Use the Datadog Agent to scrape Prometheus metrics:

datadog-agent-config.yaml
YAML
apiVersion: v1
kind: ConfigMap
metadata:
name: datadog-config
data:
prometheus.yaml: |
- prometheus_url: http://resonate-server:9090/metrics
namespace: resonate
metrics:
- resonate_*

Best practices

  1. Set retention policies - Prometheus defaults to 15 days. Adjust based on needs:
Shell
./prometheus --storage.tsdb.retention.time=90d
  1. Use recording rules for expensive queries:
YAML
groups:
- name: resonate-recording-rules
interval: 1m
rules:
- record: resonate:promise_creation_rate:5m
expr: rate(resonate_promises_created_total[5m])
  1. Monitor Prometheus itself:
PROMQL
prometheus_tsdb_storage_blocks_bytes  # Storage usage
prometheus_target_scrapes_exceeded_sample_limit_total # Cardinality issues
  1. Use labels strategically - Don't add high-cardinality labels (e.g., user IDs, promise IDs)
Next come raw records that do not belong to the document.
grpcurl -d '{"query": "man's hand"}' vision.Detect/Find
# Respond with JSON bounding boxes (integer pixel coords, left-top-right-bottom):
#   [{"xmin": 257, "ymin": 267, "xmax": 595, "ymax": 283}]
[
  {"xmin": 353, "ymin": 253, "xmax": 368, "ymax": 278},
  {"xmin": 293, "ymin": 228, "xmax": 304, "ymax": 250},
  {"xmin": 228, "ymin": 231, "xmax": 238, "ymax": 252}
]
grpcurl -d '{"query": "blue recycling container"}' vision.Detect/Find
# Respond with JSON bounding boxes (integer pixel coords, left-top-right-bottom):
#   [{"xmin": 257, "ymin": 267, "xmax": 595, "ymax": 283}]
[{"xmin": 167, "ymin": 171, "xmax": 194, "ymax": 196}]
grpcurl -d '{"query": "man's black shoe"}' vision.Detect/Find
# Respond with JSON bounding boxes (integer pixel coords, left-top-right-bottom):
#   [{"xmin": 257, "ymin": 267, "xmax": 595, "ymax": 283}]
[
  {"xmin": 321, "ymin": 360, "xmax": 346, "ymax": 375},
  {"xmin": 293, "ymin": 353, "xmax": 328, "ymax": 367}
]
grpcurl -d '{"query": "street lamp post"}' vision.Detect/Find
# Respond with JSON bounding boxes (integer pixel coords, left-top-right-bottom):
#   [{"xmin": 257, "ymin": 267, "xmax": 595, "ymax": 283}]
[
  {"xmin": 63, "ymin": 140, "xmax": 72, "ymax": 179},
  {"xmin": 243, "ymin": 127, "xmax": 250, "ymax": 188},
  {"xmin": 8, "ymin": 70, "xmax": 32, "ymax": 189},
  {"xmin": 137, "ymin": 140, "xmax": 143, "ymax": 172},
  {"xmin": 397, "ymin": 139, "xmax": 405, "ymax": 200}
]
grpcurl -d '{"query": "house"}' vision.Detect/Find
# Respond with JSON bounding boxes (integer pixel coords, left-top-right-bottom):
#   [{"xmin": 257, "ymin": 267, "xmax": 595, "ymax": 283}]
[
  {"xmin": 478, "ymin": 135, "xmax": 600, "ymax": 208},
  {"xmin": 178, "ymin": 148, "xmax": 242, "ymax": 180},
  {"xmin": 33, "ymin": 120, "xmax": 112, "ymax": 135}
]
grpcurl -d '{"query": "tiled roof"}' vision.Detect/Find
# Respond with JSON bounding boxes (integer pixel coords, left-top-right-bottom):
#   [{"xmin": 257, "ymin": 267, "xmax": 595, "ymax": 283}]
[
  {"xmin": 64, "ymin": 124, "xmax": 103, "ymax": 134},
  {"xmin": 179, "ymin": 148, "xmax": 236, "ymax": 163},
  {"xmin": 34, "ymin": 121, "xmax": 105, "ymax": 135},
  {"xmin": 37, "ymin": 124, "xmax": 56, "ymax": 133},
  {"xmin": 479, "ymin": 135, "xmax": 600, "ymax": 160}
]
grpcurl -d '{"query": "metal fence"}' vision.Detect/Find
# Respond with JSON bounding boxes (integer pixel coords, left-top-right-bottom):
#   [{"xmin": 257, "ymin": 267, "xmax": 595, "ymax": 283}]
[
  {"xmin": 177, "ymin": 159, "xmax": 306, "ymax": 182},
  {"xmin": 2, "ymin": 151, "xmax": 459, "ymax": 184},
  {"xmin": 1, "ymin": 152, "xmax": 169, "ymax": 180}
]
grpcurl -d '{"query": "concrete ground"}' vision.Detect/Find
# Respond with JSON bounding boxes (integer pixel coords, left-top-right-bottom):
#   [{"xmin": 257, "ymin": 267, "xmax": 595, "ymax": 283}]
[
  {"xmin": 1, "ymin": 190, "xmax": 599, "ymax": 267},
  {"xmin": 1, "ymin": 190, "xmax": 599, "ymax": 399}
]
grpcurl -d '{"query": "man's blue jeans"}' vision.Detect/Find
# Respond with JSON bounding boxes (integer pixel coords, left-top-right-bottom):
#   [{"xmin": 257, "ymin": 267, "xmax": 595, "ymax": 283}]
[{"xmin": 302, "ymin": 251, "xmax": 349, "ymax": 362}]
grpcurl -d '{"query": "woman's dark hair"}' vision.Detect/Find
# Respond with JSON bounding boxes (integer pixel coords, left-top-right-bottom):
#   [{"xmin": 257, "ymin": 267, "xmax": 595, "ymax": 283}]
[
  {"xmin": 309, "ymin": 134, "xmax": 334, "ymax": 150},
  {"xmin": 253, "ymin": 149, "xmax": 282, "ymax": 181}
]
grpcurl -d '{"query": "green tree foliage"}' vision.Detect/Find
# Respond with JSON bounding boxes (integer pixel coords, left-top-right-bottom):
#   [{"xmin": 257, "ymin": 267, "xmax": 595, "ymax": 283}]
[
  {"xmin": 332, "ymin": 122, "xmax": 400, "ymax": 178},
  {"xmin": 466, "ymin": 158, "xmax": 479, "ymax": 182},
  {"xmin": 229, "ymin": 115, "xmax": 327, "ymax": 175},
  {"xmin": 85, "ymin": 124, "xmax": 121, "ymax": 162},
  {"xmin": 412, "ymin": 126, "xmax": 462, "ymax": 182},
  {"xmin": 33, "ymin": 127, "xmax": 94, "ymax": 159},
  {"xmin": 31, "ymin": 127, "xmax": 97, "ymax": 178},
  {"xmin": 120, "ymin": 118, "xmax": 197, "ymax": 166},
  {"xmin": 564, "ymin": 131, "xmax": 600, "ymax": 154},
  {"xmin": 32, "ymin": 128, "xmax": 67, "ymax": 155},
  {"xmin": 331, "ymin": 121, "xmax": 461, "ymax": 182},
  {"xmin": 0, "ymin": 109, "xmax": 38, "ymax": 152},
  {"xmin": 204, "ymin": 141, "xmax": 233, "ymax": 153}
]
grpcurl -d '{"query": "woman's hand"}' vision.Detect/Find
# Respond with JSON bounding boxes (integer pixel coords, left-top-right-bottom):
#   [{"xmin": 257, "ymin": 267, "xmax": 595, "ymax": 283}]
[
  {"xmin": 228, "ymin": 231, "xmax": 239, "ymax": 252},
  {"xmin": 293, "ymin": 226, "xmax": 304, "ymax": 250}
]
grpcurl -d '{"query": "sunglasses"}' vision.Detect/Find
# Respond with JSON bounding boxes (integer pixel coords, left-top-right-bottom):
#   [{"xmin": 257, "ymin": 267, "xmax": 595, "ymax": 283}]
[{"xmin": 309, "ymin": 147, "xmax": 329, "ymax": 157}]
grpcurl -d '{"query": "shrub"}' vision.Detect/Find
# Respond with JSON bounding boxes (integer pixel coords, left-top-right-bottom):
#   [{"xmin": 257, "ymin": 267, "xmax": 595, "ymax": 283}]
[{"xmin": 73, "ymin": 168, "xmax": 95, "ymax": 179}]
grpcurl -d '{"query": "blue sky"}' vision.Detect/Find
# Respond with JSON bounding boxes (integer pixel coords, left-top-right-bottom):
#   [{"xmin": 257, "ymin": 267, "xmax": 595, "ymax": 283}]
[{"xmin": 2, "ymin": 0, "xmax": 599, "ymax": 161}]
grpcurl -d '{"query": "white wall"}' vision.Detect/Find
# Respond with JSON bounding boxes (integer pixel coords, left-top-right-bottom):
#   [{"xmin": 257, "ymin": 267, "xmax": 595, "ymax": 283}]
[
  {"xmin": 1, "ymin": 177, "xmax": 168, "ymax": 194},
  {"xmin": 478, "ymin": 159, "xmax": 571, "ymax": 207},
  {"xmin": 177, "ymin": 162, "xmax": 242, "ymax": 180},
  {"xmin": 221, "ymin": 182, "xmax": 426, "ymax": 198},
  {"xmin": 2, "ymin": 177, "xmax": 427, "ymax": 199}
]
  2. Alert on trends, not thresholds - Use rate() and time windows to detect anomalies

  3. Test alerts - Trigger alerts intentionally to verify they work

Troubleshooting metrics

Metrics endpoint not accessible

Check server is running:

Shell
curl http://localhost:9090/metrics

Should return Prometheus-formatted metrics.

Check metrics port configuration:

resonate.yaml
YAML
api:
metrics:
port: 9090 # Must be accessible to Prometheus

Prometheus not scraping metrics

Check Prometheus targets:

Common issues:

  • Wrong target address (hostname/port)
  • Network/firewall blocking access
  • Prometheus config not loaded (restart Prometheus)

Missing metrics

Not all metrics appear immediately. Some are only emitted when events occur:

  • promises_total - Only increments when promises are created/resolved
  • tasks_total - Only increments when tasks are created/completed
  • http_requests_total - Only increments when HTTP requests are made

Run workload to generate metrics.

Metrics not currently exposed:

  • Worker heartbeat failures (monitor worker pod restarts at infrastructure level)
  • Database connection pool stats (PostgreSQL exposes these separately)
  • Per-worker execution metrics (not tracked at server level)

Summary

For development:

  • Run Prometheus locally
  • Use Prometheus UI for ad-hoc queries
  • Focus on understanding baseline metrics

For production:

  • Use managed Prometheus (AWS AMP, GCP Managed Prometheus, Grafana Cloud)
  • Set up Grafana dashboards
  • Configure alerting for critical conditions
  • Monitor trends, not just point-in-time values
  • Integrate with your existing observability stack

Key metrics to always track:

  • promises_total by state (workload)
  • tasks_total by state (processing throughput)
  • api_requests_total (server load)
  • coroutines_in_flight (server capacity)

What's not metricked:

  • Individual worker health (monitor at infrastructure level: K8s pod restarts, container health)
  • Database connection pools (use PostgreSQL's own metrics)
  • Promise/task latency histograms (not currently exposed)

Metrics give you visibility into system health. Set them up before you need them.